Quando si tratta di rappresentare giochi “fake” la distinzione tra finzione e menzogna presenta possibilità interessanti.

> finzione o messinscena ?
Quando si parla di giochi “fake”, “non-reali” o “inesistenti” è importante chiarire come questi oggetti sfumino i confini tra finzione, menzogna e pura messinscena. La definizione di gioco “fake” “non-reale” o “inesistente” indica principalmente un artefatto ludico che non esiste nella nostra realtà.
> fiction games
Per trattare questo tema risulta indispensabile fare la distinzione tra “Fiction games” e “Fake games”. In Fictional Games: A Philosophy of Worldbuilding and Imaginary Play, Gualeni e Fassone definiscono “Fiction games” come:
“attività ricreative e artefatti ludici concettualizzati come parte di un mondo di finzione “.
Sono giochi pensati come parte del worldbuilding di un universo immaginario e vengono presentati all’interno di un chiaro contesto narrativo. Esempi famosi di Fiction games nella cultura popolare:
- Holochess, Star Wars
- Caravan, Fallout New Vegas
- Cyvasse, Le Cronache del Fuoco e del Ghiaccio
Spesso le “Fiction games” sono parodie, o versioni alternative di giochi o console realmente esistenti, come la Joystation, console fittizia di Hunter x Hunter, una chiara parodia della famosa PlayStation.

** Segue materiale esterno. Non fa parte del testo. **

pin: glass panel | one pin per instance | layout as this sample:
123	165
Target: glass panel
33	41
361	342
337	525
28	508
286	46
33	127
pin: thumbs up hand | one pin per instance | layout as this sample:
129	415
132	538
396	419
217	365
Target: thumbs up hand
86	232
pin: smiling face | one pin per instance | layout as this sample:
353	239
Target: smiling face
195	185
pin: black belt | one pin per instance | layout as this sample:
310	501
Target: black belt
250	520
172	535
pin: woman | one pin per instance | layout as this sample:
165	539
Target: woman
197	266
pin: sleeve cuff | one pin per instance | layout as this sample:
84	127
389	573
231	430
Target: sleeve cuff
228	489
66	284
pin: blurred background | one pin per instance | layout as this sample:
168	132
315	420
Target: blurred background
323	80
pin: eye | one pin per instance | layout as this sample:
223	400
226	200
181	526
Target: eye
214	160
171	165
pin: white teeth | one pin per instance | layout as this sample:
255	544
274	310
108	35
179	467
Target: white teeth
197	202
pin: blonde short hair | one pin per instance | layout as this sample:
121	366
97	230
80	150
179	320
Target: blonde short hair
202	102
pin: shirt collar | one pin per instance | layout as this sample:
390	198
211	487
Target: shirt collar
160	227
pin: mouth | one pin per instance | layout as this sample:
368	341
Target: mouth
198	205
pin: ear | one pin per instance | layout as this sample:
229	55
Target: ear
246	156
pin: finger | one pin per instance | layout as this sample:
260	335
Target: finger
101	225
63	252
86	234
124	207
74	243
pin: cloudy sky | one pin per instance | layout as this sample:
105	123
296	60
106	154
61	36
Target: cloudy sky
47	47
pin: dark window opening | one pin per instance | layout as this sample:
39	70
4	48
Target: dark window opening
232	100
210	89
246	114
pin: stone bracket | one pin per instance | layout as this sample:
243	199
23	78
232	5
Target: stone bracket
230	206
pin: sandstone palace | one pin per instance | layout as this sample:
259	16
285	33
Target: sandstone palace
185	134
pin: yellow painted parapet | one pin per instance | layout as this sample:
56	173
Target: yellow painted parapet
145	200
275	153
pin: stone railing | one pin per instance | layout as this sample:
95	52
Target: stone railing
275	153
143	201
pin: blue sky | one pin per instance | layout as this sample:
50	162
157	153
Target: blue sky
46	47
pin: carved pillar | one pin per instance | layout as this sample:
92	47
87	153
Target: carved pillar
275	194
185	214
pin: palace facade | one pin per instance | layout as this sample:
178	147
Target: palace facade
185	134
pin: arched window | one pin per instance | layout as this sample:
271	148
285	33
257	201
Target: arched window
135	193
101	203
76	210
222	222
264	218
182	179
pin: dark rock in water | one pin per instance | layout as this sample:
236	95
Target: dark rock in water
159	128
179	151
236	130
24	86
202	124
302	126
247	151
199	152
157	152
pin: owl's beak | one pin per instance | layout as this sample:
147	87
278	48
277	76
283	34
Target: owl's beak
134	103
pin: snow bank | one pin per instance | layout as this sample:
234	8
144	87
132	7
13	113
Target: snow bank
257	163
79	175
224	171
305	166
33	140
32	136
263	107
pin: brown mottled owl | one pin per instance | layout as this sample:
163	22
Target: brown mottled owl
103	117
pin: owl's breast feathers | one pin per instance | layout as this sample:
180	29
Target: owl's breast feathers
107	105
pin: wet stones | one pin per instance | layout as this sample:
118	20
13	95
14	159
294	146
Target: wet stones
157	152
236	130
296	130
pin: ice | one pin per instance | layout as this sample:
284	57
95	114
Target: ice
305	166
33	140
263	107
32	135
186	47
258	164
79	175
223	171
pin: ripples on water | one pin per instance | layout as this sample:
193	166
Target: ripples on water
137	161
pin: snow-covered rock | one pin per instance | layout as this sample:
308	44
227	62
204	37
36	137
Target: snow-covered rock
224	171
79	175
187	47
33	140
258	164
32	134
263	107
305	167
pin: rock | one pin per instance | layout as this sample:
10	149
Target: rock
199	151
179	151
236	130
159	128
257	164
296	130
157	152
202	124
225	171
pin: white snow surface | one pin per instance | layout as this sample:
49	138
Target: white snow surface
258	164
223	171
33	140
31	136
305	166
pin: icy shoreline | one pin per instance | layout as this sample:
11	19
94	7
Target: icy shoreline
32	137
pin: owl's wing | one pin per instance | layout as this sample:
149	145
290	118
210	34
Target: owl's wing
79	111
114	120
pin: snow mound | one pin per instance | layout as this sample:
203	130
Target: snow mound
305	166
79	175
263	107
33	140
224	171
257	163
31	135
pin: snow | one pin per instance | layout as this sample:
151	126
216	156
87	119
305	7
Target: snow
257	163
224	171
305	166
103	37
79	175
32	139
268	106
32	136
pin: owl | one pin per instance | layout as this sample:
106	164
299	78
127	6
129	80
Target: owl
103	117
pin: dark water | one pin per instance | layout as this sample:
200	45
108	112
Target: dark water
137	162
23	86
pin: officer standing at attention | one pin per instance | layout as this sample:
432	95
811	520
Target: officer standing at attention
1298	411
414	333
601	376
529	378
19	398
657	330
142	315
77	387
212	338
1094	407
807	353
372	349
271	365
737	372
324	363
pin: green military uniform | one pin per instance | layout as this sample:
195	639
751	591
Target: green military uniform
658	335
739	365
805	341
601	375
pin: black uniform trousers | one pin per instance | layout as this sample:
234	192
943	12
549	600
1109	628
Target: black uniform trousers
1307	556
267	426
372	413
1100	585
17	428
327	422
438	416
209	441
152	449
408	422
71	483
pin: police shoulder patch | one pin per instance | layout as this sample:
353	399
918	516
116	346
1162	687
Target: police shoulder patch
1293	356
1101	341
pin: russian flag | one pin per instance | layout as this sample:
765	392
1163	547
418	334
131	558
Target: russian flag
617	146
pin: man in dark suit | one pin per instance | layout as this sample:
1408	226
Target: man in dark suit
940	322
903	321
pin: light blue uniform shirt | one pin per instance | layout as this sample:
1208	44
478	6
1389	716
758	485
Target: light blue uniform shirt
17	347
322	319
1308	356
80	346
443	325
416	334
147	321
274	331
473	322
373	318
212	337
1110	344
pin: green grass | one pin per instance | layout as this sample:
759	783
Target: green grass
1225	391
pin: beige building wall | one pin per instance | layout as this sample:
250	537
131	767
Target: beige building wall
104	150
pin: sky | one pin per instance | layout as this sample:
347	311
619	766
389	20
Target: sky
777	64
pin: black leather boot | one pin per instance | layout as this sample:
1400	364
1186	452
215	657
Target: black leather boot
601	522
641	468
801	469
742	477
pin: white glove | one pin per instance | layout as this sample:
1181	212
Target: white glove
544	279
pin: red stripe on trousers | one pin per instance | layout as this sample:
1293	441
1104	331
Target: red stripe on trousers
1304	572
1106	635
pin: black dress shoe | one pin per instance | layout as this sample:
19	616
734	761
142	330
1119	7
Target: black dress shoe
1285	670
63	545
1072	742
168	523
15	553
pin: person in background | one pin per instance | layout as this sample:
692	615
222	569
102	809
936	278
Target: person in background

Questi giochi, non esistono nel nostro mondo: non sono artefatti ludici formalmente completi ma rappresentazioni all’interno di un mondo di finzione che vengono presentati come reali all’interno della narrazione. Non sono mancati però i tentativi da parte dei fan di portare questi giochi nella nostra realtà.
Il 25 Gennaio 2022, un account facebook di nome Dejarik Creations mostrò la sua straordinaria ricreazione di Holocess, ricreando l’icono gioco di scacchi olografici utilizzando un ventilatore e un proiettore 3D. Link!
> fake games
I “Fake games” sono invece giochi che non esistono realmente e non sono situati in nessun universo o contesto narrativo, ma il loro status di “inesistenza” non è immediato o esplicito. La distinzione tra un “fiction game” e un “fake game” non dipende da alcuna caratteristica dell’artefatto ludico di per sé, ma dal suo contesto e dalla sua modalità di presentazione.
Uno stesso gioco che non esiste realmente potrebbe essere “fake” o “fiction” (o entrambi) a seconda che venga rappresentato per essere creduto o immaginato come esistente. Esempi di giochi sia “fake” che “fiction” sono numerosi, come il celebre caso di Polybius, un presunto videogioco arcade e protagonista di una leggenda metropolitana.

Il fenomeno dei “Fake games” presenta un caso studio interessante sull’influenza del medium videoludico nella cultura popolare. Diversi sono i progetti e le rappresentazioni che possono rientrare sotto la categoria di giochi “fake”, “non-reali” o “inesistenti”: musiche, parodie, video, grafiche 3D, leggende metropolitane… ma anche veri e propri progetti curatoriali ed editoriali.